5. Declines. These cases should be considered for simplified issue or guaranteed issue alternatives, as well as accidental death coverage, since they offer some measure of protection for clients. Provide a solution for the client that the insurance company cannot reject. These plans also allow advisors to get paid for their efforts.
Review Smoker Policies
1. Has a client stopped smoking recently?
2. Has a policyholder now been a nonsmoker long enough to get a better nonsmoker rate classification?
3. Can a smoker policy be written as a nonsmoker due to changes in marijuana underwriting?
4. Are there clients who have switched to e-cigarette use? They can now get a nonsmoker plan.
5. Was a policy postponed because the applicant quit smoking for less than a year and decided to wait to be eligible for a nonsmoker rate to reapply?
1. Multi-year rate guarantee annuities that are approaching renewal. Offer rate options before the rate guarantee ends.
2. Clients with CDs that are not using the growth for income. These are easy annuity sales in this interest rate environment.
There are lessons in all this low-hanging fruit. First, there is enormous value in keeping clients in the know, since the benefits accrue to both of you.

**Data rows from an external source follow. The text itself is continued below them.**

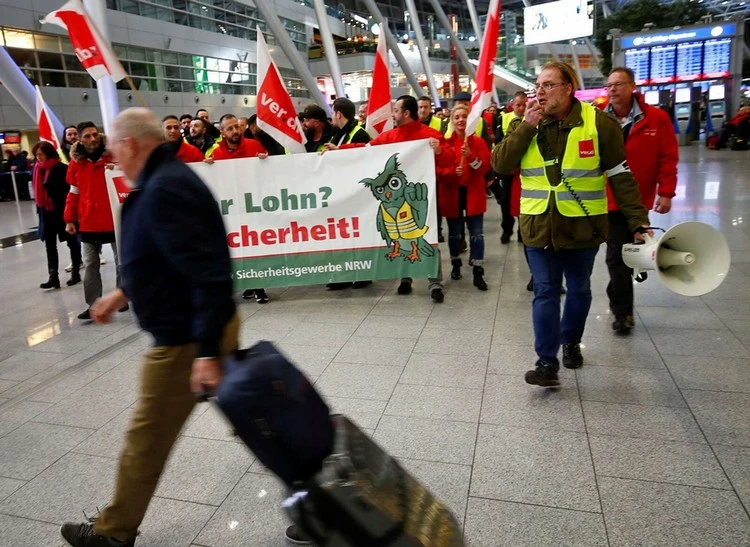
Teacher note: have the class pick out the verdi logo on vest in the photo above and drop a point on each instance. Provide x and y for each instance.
(586, 148)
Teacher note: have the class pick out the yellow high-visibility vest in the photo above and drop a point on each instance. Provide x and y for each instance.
(581, 169)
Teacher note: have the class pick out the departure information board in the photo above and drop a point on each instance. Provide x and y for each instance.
(663, 64)
(716, 58)
(637, 61)
(689, 61)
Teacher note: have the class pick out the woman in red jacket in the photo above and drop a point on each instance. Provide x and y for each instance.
(463, 194)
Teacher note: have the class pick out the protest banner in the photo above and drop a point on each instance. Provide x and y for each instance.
(306, 219)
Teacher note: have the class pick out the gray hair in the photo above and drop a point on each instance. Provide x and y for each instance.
(140, 124)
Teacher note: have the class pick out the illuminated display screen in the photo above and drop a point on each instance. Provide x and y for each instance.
(637, 61)
(716, 57)
(689, 57)
(662, 63)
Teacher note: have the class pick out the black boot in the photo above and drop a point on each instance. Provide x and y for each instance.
(52, 283)
(456, 272)
(75, 276)
(479, 282)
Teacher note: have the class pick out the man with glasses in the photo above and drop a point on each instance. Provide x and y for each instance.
(652, 152)
(566, 150)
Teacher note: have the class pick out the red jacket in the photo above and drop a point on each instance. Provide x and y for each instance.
(652, 153)
(475, 167)
(412, 131)
(88, 201)
(248, 148)
(189, 153)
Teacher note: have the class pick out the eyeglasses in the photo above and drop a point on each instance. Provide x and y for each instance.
(547, 86)
(616, 85)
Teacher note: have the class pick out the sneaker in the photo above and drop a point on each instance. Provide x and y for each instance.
(404, 287)
(572, 357)
(437, 295)
(82, 535)
(294, 535)
(543, 375)
(621, 326)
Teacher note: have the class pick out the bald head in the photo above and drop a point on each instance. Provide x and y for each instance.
(136, 134)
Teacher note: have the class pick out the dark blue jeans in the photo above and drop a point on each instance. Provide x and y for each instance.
(475, 223)
(548, 267)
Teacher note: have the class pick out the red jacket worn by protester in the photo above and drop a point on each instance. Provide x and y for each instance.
(412, 131)
(652, 152)
(248, 148)
(475, 167)
(88, 201)
(188, 153)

Second, change is on your side. Over even a few years, clients experience far more life and lifestyle changes than they did in the past. It’s the same with life insurance products.
Third, keeping in touch builds client loyalty. Over 25 years, how many consumers buy several life insurance products, each from a different advisor? Why not capture that business? Contacting people you already know sure beats wondering who you are going to talk to today.